Gianna Del Gaudio, svolta nel caso: trovati 3 Dna
Svolta sul caso di Gianna Del Gaudio, durante le indagini sull'omicidio sono stati trovati 3 Dna sconosciuti. Uno è di una donna.
Svolta sul caso di Gianna Del Gaudio, la prof uccisa a coltellate in casa a Seriate nella notte tra il 26 e il 27 agosto del 2016. Durante le indagini sull’omicidio sono stati trovati 3 dna sconosciuti, uno è di una donna.
Il tenente colonnello del RIS di Parma, Alberto Marino, lo ha rivelato questa mattina durante l’udienza in aula al tribunale di Bergamo.
I tre profili misteriosi si aggiungono a quello di Ignoto 1 che è stato ritrovato sui guanti in lattice custoditi nel sacchetto di plastica nel quale c’era anche il cutter che è ritenuto l’arma del delitto.
Ci sarebbero dunque anche un Ignoto 2, il cui Dna è stato ritrovato sulla lama del cutter ed un Ignoto 3 sui guanti, proprio questo è riconducibile ad una donna.

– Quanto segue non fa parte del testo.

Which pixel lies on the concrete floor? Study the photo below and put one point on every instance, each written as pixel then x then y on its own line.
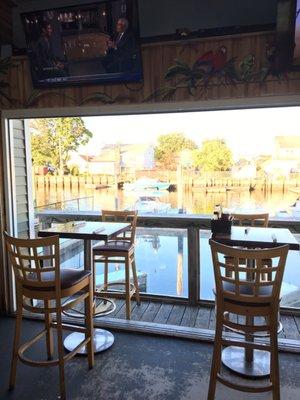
pixel 137 367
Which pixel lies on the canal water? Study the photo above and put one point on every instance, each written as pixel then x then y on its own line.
pixel 161 255
pixel 193 202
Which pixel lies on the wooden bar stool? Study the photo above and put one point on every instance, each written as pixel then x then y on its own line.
pixel 250 291
pixel 258 219
pixel 36 266
pixel 119 250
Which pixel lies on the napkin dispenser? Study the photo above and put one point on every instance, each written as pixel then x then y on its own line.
pixel 221 226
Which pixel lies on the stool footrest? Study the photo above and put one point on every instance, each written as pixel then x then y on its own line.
pixel 244 388
pixel 49 363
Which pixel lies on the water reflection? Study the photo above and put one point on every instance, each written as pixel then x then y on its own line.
pixel 161 259
pixel 192 201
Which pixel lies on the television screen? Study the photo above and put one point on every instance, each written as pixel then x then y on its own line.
pixel 90 43
pixel 297 35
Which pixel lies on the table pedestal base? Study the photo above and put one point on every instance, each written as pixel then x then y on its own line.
pixel 103 340
pixel 234 359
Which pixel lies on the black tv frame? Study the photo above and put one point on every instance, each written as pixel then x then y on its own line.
pixel 106 78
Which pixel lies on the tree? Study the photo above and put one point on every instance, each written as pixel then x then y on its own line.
pixel 168 148
pixel 214 155
pixel 52 140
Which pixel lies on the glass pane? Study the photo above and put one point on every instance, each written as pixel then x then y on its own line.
pixel 161 261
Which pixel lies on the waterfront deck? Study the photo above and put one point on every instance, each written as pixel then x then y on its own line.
pixel 158 317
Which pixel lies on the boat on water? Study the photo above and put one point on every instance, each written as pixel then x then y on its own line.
pixel 150 203
pixel 146 184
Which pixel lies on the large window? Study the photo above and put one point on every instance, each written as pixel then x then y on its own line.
pixel 162 165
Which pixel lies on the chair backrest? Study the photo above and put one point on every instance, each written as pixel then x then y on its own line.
pixel 247 275
pixel 31 259
pixel 122 216
pixel 261 219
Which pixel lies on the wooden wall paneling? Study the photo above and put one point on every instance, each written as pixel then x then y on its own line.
pixel 157 58
pixel 3 278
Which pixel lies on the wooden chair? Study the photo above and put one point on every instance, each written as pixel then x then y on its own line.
pixel 259 219
pixel 247 292
pixel 119 250
pixel 36 266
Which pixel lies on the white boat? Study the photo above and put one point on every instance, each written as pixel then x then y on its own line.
pixel 149 202
pixel 146 184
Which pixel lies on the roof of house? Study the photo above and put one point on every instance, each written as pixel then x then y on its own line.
pixel 288 141
pixel 109 152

Poi c’è anche un Ignoto 4 che è stato ritrovato sotto le unghie della vittima.
Per l’omicidio di Gianna Del Gaudio l’unico ad essere imputato è suo marito Antonio Tizzani, un ex ferroviere che si è sempre dichiarato innocente e ed è sempre rimasto a piede libero.
Gianna Del Gaudio era una professoressa in pensione e fu uccisa nella sua casa di Seriate in provincia di Bergamo con un taglio alla gola. Ad avvertire i soccorsi e i carabinieri era stato proprio suo marito che aveva raccontato di aver visto un ladro incappucciato uscire dalla loro casa e di aver trovato tua moglie in fin di vita sul pavimento della cucina.
I sospetti sul marito di Gianna Del Gaudio sono tanti ma non ci sono ancora prove che possano condannarlo. Ricordiamo la testimonianza da parte di una colf che lavorava nella casa di Tizzani che ha sempre definito aggressivo il suo atteggiamento.
Georgeta Stojan, 57 anni, rumena, di professione baby sitter nell’udienza di martedì 11 febbraio ha parlato del suo rapporto con Antonio Tizzani: “Ho conosciuto Antonio a metà agosto 2017, in modo casuale perchè mi diede un passaggio in auto a Seriate. Quel giorno andò al cimitero. Di fronte al cancello mi disse che sua moglie era morta e che lui aveva bisogno di una colf”.
“Iniziai a lavorare da lui alla fine di quel mese. Secondo quanto accordato, dovevo stare a casa sua 24 ore al giorno per 700 euro al mese, escluso cibo e telefono. Avevo una camera da letto per me, ma dopo tre o quattro giorni mi disse che aveva paura a dormire da solo e mi invitò nel suo letto. Una sera voleva abbracciarmi, ma non abbiamo mai avuto rapporti”.
“Dopo qualche giorno – ha proseguito la donna incalzata dalle domande del pubblico ministero Laura Cocucci – mi diede qualche ora libera e uscii con alcuni miei amici, anche loro rumeni. Lui mi chiamò e mi disse di tornare a casa perché era geloso. Quando arrivai era arrabbiato e agitato. Era molto possessivo, ma io più di una volta gli dissi che non ero sua moglie e che ero lì per lavorare”.